Passenger with diabetes clashes with the family of a child with Prader-Willi syndrome on a plane for one reason and caused controversy

A passenger with diabetes clashed with the family of a child with Prader syndrome on a plane -Willi caused controversy for one reason

On board a passenger plane, there was a conflict between a foreign tourist and a family traveling with a child who suffers from a rare genetic disorder – Prader-Willi syndrome. The problem arose when a diabetic passenger was forbidden to eat near the boy. The story caused controversy among users of the Reddit forum, on the pages of which the hungry tourist spoke out.

According to the report, the traveler was forced to clash with the child's family when, for medical reasons, he tried to eat during a flight from New York to Los Angeles. But the parents of the boy sitting next to him forbade him to do this. “I immediately started getting disapproving looks from my parents and my mother said, ‘Can you not do this? Our son can't eat.” He added that he decided to wait and buy food from the flight attendant later to show respect for the wishes of the family.

However, asking the crew for a Coca-Cola and a snack a little later, the father of the family told the staff that the whole row did not want to eat anything. This forced the flight attendant to refuse to serve the passenger. “I walk over to press the call indicator to get food and drinks because I really need it and the father says, 'Our son Prader-Willi, we'd rather you didn't eat anything because it causes tantrums. . He is always hungry, ”the author of the post told the details of the story. At this point, the passenger with diabetes could not restrain himself and stated the following: “I don't care, take a private flight if you want to control your surroundings.”

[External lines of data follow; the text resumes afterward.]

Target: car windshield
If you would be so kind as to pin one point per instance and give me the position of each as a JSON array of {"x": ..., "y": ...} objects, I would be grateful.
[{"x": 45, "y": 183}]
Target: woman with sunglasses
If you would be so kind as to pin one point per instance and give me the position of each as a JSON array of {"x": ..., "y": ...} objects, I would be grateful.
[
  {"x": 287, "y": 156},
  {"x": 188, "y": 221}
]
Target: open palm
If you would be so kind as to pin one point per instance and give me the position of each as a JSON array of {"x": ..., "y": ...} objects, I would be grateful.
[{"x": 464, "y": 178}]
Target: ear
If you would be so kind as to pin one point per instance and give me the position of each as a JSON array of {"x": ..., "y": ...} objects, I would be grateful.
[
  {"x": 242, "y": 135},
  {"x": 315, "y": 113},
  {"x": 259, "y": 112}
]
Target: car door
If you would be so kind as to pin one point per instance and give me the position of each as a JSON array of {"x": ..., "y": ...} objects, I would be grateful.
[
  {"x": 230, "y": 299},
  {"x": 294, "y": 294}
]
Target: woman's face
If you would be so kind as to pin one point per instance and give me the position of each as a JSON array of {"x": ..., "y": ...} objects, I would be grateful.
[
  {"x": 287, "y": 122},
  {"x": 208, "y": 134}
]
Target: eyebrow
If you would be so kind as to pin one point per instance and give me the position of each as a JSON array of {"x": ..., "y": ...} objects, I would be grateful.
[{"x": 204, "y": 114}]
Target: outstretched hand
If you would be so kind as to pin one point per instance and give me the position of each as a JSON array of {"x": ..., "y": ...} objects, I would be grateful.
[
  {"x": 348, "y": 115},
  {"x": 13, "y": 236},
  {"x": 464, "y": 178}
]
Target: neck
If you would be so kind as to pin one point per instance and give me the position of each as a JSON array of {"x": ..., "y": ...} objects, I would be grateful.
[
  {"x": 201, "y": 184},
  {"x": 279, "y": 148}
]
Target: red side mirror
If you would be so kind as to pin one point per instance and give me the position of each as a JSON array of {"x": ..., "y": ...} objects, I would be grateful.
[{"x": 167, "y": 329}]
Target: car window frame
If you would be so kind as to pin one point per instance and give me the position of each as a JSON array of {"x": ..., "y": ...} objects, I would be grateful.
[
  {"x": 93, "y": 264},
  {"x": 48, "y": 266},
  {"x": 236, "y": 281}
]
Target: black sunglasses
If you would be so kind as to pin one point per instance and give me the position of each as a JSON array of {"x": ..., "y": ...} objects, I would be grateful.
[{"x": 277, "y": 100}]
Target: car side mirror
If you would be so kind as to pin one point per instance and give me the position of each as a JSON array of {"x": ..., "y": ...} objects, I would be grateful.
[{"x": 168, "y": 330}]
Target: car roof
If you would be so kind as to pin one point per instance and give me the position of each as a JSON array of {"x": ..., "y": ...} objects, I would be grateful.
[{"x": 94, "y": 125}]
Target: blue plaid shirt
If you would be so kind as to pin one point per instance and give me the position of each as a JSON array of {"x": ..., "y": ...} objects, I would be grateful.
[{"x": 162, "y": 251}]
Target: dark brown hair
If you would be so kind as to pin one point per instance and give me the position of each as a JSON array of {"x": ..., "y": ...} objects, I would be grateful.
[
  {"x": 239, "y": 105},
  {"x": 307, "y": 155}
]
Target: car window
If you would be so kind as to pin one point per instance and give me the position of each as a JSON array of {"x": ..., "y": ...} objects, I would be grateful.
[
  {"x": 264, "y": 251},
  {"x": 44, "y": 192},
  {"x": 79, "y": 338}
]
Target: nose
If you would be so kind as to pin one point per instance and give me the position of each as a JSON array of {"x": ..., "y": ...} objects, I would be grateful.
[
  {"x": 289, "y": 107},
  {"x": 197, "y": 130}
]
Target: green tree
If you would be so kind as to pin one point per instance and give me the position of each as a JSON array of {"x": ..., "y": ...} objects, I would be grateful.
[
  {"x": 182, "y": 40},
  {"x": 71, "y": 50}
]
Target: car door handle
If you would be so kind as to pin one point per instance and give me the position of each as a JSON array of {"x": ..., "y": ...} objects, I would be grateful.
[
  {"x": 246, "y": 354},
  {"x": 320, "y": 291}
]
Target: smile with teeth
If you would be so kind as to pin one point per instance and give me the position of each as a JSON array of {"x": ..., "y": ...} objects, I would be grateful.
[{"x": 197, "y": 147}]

The incident caused a strong reaction among forum users. One of the commentators stood up for the family: “A child with Prader-Willi syndrome has a real organic, very difficult to control craving for food, this complex disease is difficult to fight.” Some users supported him and urged him to show sympathy for the family, noting that such a condition causes great stress and difficulties in life.

However, the majority of users spoke out in support of the passenger. They noted that the patients nearby were not his problem. “Even if you didn’t have diabetes, people have no right to appear in a public place and dictate to others about their acceptable behavior”, “You were absolutely right. They had no right to refuse you food and yell at you for what you eat, this is public transport, and the plane does not belong to them, ”the supporters of the diabetic noted.

However, some emphasized that in fact, the refusal to eat with diabetes was more dangerous. Here is one such comment: “My husband has type 1 diabetes, and he would not wait for anything in the world. It can be dangerous, life-threatening.”

“Three adults and you couldn't politely talk about relevant medical issues and ask the flight attendant to change seats,” thought another user.

Help: Prader-Willi Syndrome is a genetic disorder that affects the development and functioning of the body. It is named after two Swiss doctors who described it in 1956.

The disease is caused by the deletion, loss or inactivity of certain genes on chromosome 15, which is inherited from both parents. Typically, one copy of chromosome 15 is inherited from the father and the other from the mother. However, in children with Prader-Willi syndrome, only one working copy of this chromosome is inherited, and the other copy is deleted, inactive, or absent. This leads to various physical, mental and behavioral characteristics.

People with this condition usually have characteristic features, including hypotonia (muscle weakness), psychomotor retardation, obesity, low muscle tone, eating behavior problems (eg, strong appetite, compulsive eating, and persistent hunger), stunted growth, delayed puberty, sleep disturbances, and mental health problems such as mental retardation, anxiety, and behavioral problems. It occurs much less frequently than, for example, Down syndrome – only 1 case per 10,000-30,000 newborns versus 1 case per 700-1,000 births.

Prader-Willi syndrome is incurable, but with support and management of symptoms, patients can live a fulfilling life. Treatment includes physical therapy, occupational therapy, specialized training and behavioral therapy programs, and medical supervision and support for the management of obesity and eating problems.